Home » How many threads should I have, and for what?

How many threads should I have, and for what?

Solutons:


The common approach for taking advantage of multiple cores is, frankly, just plain misguided. Separating your subsystems into different threads will indeed split up some of the work across multiple cores, but it has some major problems. First, it’s very hard to work with. Who wants to muck around with locks and synchronization and communication and stuff when they could just be writing straight up rendering or physics code instead? Second, the approach doesn’t actually scale up. At best, this will allow you to take advantage of maybe three or four cores, and that’s if you really know what you’re doing. There are only so many subsystems in a game, and of those there are even fewer that take up large chunks of CPU time. There are a couple good alternatives that I know.

One is to have a main thread along with a worker thread for each additional CPU. Regardless of subsystem, the main thread delegates isolated tasks to the worker threads via some sort of queue(s); these tasks may themselves create yet other tasks, as well. The sole purpose of the worker threads is to each grab tasks from the queue one at a time and perform them. The most important thing, though, is that as soon as a thread needs the result of a task, if the task is completed it can get the result, and if not it can safely remove the task from the queue and go ahead and perform that task itself. That is, not all tasks will end up being scheduled in parallel with each other. Having more tasks than can be executed in parallel is a good thing in this case; it means that it is likely to scale as you add more cores. One downside to this is that it requires a lot of work up front to design a decent queue and worker loop unless you have access to a library or language runtime that already provides this for you. The hardest part is making sure your tasks are truly isolated and thread safe, and making sure your tasks are in a happy middle ground between coarse-grained and fine-grained.

Another alternative to subsystem threads is to parallelize each subsystem in isolation. That is, instead of running rendering and physics in their own threads, write the physics subsystem to use all your cores at once, write the rendering subsystem to use all your cores at once, then have the two systems simply run sequentially (or interleaved, depending on other aspects of your game architecture). For example, in the physics subsystem you could take all the point masses in the game, divide them up among your cores, and then have all the cores update them at once. Each core can then work on your data in tight loops with good locality. This lock-step style of parallelism is similar to what a GPU does. The hardest part here is in making sure that you are dividing your work up into fine-grained chunks such that dividing it evenly actually results in an equal amount of work across all processors.
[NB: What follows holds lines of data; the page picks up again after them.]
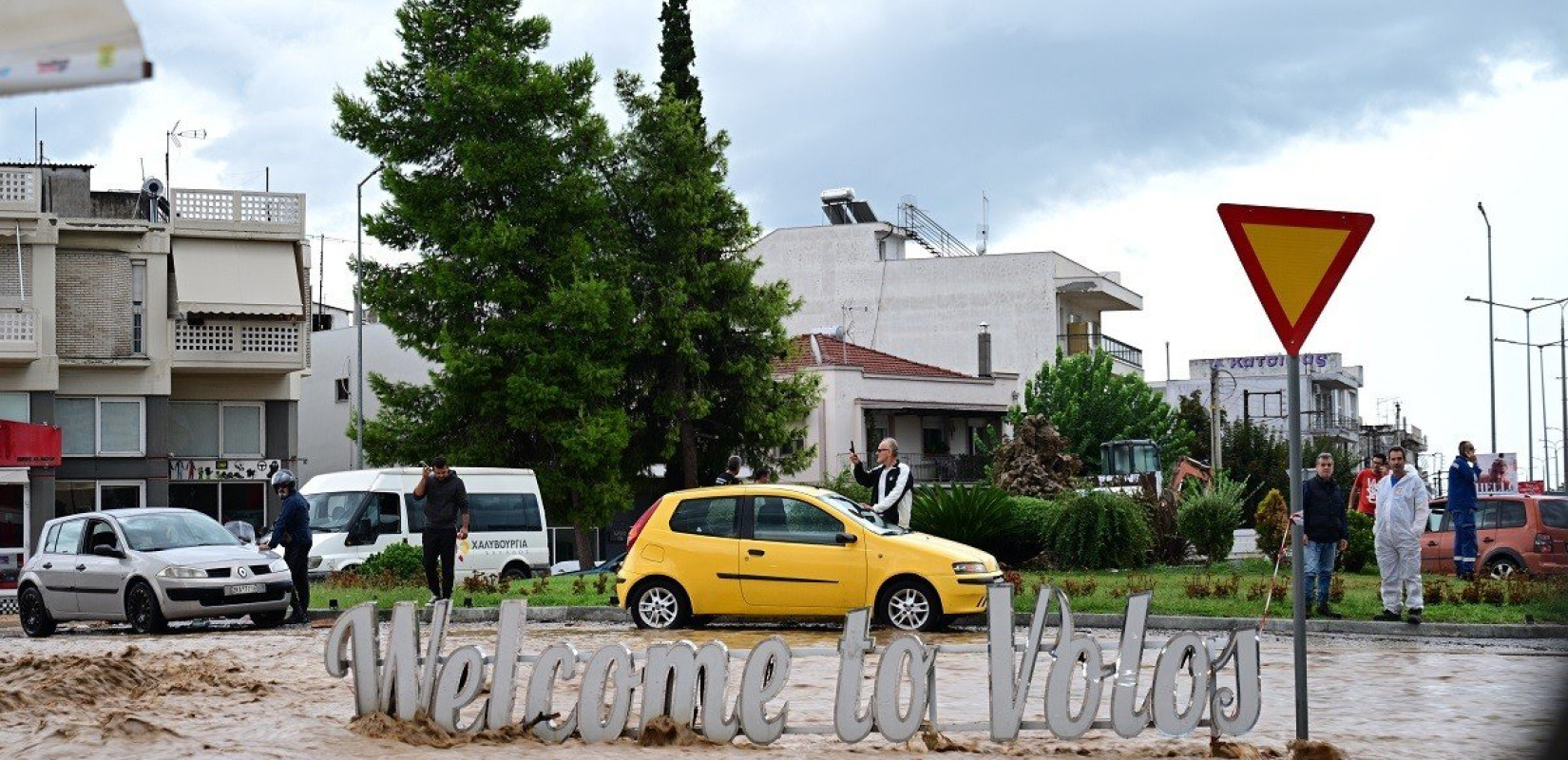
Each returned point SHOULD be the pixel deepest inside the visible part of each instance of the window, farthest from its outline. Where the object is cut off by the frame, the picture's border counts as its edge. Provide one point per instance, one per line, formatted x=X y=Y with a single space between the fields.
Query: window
x=101 y=427
x=217 y=429
x=16 y=407
x=504 y=513
x=794 y=521
x=704 y=518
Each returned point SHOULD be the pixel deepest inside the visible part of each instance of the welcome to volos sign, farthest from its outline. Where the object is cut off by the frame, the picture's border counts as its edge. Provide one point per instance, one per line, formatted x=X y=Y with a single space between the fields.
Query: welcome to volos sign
x=689 y=684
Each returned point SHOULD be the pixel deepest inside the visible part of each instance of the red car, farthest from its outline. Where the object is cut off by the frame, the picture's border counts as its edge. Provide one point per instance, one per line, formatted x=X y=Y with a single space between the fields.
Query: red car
x=1514 y=533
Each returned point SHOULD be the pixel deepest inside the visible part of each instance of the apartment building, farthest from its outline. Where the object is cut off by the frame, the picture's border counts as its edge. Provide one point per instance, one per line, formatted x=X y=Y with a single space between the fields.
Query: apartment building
x=163 y=332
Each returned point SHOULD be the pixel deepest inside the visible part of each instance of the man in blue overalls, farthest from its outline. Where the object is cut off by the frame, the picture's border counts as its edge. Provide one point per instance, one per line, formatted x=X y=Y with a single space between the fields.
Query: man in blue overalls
x=1462 y=509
However, sometimes it’s just easiest, due to politics, existing code, or other frustrating circumstances, to give each subsystem a thread. In that case, it’s best to avoid making more OS threads than cores for CPU heavy workloads (if you have a runtime with lightweight threads that just happen to balance across your cores, this isn’t as big of a deal). Also, avoid excessive communication. One nice trick is to try pipelining; each major subsystem can be working on a different game state at a time. Pipelining reduces the amount of communication necessary among your subsystems since they don’t all need access to the same data at the same time, and it also can nullify some of the damage caused by bottlenecks. For example, if your physics subsystem tends to take a long time to complete and your rendering subsystem ends up always waiting for it, your absolute frame rate could be higher if you run the physics subsystem for the next frame while the rendering subsystem is still working on the previous frame. In fact, if you have such bottlenecks and can’t remove them any other way, pipelining may be the most legitimate reason to bother with subsystem threads.

There’s a couple things to consider. The thread-per-subsystem route is easy to think about since the code separation is pretty apparent from the get go. However, depending on how much intercommunication your subsystems need, inter-thread communication could really kill your performance. In addition, this only scales to N cores, where N is the number of subsystems you abstract into threads.

If you’re just looking to multithread an existing game, this is probably the path of least resistance. However, if you’re working on some low level engine systems that might be shared between several games or projects, I would consider another approach.

It can take a bit of mind twisting, but if you can break things up as a job queue with a set of worker threads it will scale much better in the long run. As the latest and greatest chips come out with a gazillion cores, your game’s performance will scale along with it, just fire up more worker threads.

So basically, if you’re looking to bolt on some parallelism to an existing project, I’d parallelize across subsystems. If you’re building a new engine from scratch with parallel scalability in mind, I’d look into a job queue.

That question has no best answer, as it depends upon what you are trying to accomplish.

The xbox has three cores and can handle a few threads before context switching overhead becomes a problem. The pc can deal with quite a few more.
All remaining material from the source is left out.